Oltre il respiro, Massimo Troisi rivive nel libro della sorella Rosaria

di Valentina Cervelli Commenta

Un viaggio nella conoscenza di un Massimo Troisi che ancora non conoscevamo e che rivive nell’omaggio che la sorella Rosaria ha voluto tributargli attraverso un libro: “Oltre il respiro” è questo e molto di più. E’ una sorta di vademecum in quella che era l’umanità dell’attore che grazie alle parole di una delle persone a lui più care “torna a vivere” ad ormai 17 anni dalla morte. Il libro verrà presentato domani 27 ottobre presso la Casa del Cinema di Roma.

Un amore mai rivelato, la difficoltà di combattere con ina malattia come la sua, e  diverse foto inedite dell’attore, tirate fuori dagli “archivi di famiglia”: un opera davvero particolare che si sviluppa in modo parallelo al racconto metaforico che la scrittrice Lilly Ippoliti scrisse su Massimo “Dialoghi in controluce”, paragonando la vita di Troisi a quella del Piccolo Principe. Un dono alla famiglia in seguito alla scomparsa dell’attore che si trasformò nel punto di inizio dell’amicizia e della collaborazione tra le due donne,che in passato hanno scritto un volume anche sulla guerra in Kosovo (Lasciateci le ali, Datanews).

Racconta Rosaria Troisi:

Amava molto essere coccolato e nutriva una profonda ammirazione per le donne e il loro modo di sapersi prendere cura degli altri.
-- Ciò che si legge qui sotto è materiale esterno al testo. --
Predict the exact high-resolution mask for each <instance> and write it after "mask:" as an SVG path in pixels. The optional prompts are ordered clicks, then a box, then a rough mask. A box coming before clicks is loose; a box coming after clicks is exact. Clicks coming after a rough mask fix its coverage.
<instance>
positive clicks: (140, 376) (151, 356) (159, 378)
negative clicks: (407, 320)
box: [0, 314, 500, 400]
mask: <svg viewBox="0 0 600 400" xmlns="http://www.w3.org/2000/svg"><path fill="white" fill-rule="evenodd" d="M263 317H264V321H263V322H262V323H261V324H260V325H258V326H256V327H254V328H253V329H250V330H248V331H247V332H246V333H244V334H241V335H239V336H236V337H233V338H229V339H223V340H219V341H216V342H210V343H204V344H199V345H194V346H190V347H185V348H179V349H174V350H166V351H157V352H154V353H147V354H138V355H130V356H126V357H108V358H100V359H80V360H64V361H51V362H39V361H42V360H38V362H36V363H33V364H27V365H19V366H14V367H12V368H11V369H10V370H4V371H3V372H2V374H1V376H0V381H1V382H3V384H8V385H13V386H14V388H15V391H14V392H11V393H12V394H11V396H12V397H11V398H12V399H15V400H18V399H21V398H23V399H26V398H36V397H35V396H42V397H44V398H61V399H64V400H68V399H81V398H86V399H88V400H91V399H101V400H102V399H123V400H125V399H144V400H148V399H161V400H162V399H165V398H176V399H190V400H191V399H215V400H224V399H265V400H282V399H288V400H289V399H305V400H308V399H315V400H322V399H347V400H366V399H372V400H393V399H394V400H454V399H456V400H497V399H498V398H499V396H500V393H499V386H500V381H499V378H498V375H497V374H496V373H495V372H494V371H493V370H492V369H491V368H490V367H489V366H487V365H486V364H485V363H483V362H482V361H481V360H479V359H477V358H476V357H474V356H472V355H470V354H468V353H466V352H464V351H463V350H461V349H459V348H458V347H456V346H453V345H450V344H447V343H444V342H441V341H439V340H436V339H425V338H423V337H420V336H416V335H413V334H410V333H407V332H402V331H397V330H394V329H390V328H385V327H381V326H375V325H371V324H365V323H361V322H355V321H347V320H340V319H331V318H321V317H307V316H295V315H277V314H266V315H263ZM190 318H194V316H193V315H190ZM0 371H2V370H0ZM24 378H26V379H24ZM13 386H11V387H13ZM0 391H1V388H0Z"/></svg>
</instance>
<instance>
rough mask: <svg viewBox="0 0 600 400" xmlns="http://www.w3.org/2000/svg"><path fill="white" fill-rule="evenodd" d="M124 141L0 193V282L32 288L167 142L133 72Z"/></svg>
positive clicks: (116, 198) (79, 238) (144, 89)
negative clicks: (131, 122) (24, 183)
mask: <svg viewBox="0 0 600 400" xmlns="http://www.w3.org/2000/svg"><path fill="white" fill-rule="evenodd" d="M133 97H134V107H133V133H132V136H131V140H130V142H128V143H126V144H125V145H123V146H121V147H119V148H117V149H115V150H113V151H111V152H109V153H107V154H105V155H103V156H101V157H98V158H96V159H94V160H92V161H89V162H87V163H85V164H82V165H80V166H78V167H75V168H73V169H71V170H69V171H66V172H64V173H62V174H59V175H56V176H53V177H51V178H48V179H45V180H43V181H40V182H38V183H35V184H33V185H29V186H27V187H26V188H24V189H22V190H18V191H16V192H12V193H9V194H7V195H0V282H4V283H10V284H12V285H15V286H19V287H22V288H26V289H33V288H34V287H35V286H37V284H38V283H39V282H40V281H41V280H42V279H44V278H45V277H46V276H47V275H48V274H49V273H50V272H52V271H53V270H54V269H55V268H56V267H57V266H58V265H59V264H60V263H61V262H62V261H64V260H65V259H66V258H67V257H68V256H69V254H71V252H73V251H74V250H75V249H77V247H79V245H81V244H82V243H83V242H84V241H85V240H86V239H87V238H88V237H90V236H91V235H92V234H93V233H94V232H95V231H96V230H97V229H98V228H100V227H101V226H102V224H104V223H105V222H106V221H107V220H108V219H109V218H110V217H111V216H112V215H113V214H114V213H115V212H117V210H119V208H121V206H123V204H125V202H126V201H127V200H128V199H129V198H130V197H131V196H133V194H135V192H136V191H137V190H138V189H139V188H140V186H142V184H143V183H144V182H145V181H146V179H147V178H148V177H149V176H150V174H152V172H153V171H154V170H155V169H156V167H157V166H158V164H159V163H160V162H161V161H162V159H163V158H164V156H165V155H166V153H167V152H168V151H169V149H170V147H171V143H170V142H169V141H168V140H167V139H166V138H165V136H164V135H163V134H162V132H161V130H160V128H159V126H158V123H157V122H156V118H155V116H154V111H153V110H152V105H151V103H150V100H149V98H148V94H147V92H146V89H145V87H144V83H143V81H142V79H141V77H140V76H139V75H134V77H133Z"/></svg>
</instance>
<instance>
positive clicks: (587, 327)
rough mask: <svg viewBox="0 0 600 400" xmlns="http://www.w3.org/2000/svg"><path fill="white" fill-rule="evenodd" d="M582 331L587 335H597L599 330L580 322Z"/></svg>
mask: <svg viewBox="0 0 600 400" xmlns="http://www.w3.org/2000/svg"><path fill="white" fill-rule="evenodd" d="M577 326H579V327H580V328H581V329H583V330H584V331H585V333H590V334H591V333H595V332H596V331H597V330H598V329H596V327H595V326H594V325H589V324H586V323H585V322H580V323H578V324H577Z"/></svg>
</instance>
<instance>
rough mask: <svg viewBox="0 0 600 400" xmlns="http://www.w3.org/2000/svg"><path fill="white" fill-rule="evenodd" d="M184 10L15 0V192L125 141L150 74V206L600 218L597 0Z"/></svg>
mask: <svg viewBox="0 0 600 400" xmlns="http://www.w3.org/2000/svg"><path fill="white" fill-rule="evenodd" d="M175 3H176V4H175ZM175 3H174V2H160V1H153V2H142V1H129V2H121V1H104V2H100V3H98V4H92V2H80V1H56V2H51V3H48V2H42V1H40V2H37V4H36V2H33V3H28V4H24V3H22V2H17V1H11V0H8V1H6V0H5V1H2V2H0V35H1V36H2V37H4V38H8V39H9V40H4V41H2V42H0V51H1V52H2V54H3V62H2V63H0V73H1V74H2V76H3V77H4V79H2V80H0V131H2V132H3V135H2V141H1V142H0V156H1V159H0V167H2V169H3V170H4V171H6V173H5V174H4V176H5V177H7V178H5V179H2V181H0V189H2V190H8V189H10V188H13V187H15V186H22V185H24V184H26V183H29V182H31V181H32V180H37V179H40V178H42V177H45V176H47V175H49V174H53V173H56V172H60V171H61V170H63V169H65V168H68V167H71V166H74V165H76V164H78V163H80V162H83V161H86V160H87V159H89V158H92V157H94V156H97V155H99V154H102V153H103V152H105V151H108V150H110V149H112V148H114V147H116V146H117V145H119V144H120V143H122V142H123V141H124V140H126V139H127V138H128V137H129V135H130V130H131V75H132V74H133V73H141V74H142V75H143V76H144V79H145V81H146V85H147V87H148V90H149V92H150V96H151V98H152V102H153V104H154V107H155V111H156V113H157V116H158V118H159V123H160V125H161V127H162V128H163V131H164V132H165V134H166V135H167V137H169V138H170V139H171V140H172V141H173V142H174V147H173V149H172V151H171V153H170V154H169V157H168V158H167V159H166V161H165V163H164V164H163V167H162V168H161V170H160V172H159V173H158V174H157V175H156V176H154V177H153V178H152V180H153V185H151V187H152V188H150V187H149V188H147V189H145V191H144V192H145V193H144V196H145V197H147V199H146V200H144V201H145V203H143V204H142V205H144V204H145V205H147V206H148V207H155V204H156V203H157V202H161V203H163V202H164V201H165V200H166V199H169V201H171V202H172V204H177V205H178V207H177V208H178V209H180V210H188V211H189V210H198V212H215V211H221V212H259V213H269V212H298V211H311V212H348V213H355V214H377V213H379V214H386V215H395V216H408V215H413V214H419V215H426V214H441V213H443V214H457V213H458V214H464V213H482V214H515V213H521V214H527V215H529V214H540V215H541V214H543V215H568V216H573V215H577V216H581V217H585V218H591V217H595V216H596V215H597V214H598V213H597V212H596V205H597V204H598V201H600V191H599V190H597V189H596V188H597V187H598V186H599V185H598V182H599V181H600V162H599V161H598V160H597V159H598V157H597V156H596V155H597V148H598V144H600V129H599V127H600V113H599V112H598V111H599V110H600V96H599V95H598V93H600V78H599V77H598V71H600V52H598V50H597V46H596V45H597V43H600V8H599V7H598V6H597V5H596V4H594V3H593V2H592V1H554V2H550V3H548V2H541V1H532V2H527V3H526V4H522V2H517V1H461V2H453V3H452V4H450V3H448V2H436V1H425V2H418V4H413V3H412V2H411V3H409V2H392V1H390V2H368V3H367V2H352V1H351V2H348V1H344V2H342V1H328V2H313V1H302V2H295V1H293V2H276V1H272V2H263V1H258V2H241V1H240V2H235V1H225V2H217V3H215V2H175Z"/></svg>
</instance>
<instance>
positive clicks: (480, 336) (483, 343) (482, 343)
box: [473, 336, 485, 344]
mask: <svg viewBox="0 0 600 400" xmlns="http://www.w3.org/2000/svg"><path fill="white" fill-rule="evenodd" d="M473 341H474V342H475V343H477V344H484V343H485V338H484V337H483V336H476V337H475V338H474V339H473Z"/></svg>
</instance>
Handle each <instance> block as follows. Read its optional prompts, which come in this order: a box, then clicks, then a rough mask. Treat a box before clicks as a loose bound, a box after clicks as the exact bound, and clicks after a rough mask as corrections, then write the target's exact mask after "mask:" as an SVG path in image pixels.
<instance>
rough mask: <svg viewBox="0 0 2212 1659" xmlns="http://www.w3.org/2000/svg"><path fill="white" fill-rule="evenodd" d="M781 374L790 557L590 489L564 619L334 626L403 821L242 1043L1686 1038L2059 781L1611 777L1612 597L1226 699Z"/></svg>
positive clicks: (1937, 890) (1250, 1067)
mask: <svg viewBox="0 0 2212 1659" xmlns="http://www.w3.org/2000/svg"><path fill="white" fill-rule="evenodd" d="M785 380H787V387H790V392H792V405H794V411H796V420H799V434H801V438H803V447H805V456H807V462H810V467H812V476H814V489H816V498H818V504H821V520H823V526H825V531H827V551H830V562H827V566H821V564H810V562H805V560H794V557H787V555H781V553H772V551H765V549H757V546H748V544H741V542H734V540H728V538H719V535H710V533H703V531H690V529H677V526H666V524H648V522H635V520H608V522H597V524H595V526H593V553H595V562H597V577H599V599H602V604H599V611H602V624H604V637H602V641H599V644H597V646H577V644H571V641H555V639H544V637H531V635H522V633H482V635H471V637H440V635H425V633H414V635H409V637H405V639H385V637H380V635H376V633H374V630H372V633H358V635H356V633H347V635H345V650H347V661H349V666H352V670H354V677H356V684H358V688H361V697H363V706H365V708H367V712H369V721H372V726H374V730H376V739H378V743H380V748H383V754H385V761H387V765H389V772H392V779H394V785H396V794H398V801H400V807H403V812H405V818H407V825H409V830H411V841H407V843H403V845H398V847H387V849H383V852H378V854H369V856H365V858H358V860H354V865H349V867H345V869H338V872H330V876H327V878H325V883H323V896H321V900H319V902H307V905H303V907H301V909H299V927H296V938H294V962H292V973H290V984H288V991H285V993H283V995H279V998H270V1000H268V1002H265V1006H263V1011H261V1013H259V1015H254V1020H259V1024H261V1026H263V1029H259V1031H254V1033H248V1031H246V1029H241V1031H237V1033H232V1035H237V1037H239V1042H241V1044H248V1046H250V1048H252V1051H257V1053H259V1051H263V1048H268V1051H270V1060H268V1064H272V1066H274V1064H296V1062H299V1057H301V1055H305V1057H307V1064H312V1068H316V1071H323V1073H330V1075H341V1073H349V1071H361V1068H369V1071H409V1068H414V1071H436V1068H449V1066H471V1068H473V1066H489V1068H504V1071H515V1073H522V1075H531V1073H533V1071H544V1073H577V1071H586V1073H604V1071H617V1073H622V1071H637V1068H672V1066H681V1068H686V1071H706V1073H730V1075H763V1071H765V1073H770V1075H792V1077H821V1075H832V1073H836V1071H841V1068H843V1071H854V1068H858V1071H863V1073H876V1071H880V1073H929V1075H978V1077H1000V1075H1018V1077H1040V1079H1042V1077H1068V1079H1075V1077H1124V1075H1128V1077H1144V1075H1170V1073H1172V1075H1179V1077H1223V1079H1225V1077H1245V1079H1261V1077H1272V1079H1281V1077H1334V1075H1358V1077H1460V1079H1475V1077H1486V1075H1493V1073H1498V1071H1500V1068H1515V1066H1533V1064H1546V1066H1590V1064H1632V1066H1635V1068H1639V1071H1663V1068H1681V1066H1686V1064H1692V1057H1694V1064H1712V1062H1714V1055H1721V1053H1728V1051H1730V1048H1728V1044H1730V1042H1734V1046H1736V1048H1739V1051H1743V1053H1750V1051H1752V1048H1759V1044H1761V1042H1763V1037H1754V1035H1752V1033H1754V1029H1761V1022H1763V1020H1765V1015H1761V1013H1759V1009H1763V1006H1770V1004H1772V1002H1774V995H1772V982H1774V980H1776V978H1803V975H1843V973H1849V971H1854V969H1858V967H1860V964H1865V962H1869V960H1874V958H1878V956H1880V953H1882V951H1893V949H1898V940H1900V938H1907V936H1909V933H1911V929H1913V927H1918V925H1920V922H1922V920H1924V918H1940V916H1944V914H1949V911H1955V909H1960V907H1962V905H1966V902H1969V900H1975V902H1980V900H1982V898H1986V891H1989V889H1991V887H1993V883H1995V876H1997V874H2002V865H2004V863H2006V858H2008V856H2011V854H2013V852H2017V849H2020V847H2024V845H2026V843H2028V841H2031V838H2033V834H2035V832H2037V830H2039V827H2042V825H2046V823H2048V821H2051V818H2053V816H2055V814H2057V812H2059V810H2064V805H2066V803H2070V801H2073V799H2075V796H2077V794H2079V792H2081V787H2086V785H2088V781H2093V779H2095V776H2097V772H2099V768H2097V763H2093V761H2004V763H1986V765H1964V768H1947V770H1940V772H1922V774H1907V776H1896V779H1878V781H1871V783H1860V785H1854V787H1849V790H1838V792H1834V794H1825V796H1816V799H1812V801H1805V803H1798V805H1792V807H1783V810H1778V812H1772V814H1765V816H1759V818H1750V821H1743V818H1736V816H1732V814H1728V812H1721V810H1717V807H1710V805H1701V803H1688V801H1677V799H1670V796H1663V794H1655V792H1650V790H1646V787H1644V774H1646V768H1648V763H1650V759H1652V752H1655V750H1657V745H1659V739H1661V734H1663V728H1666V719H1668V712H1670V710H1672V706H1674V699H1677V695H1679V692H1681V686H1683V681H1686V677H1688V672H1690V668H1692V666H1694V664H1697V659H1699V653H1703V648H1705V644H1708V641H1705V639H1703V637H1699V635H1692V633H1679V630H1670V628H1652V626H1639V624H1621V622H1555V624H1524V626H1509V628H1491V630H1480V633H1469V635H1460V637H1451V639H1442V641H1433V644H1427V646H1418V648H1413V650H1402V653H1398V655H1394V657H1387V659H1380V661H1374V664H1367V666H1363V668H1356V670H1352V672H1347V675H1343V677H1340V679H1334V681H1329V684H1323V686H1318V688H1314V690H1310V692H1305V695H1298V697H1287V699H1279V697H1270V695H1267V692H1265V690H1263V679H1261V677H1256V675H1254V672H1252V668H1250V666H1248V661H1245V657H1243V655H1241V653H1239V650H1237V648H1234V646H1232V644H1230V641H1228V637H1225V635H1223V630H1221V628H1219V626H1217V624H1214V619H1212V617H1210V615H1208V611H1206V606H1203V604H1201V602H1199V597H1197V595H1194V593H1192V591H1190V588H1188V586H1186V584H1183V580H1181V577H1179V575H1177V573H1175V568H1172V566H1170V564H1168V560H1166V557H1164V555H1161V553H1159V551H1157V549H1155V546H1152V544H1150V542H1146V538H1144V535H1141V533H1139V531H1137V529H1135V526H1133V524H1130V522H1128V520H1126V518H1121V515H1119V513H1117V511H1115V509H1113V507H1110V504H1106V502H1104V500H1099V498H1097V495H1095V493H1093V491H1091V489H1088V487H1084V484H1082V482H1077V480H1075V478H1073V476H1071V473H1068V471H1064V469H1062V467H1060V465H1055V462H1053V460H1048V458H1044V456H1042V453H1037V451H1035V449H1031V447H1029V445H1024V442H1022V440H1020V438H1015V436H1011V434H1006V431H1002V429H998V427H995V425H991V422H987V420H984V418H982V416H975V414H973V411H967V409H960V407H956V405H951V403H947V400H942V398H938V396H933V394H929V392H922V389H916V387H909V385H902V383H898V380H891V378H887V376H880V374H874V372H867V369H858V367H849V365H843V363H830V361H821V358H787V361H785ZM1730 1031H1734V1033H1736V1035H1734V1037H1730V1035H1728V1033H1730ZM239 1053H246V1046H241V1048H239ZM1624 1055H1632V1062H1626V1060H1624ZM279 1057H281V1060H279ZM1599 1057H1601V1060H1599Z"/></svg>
La perdita di nostra madre gli tolse la serenità e il rischio di poter soffrire un nuovo distacco provocò in lui la paura di relazioni durature.

Nel raccontare suo fratello Massimo, Rosaria ripercorre quella che è stata la storia umana dell’attore, partendo dal giorno della sua nascita, avvenuta il 19 febbraio del 1953 a San Giorgio a Cremano, e di come la sua vita sia sempre stata molto legata alla morte della madre, venuta a mancare quando era ragazzo.  Importante nella sua vita fu il rapporto con il nonno Pasquale, forse inconsapevole artefice della passione del nipote per lo spettacolo:

Si attardava a tavola raccontandoci gli incredibili aneddoti della sua vita. Ci incantava tutti, con quei suoi gesti da attore consumato, con le pause studiate mentre sbucciava la frutta. Era come stare a tavola con Eduardo. Massimo era piccolo e lo osservava in silenzio, rubando con gli occhi l’arte di quella genuina seduzione.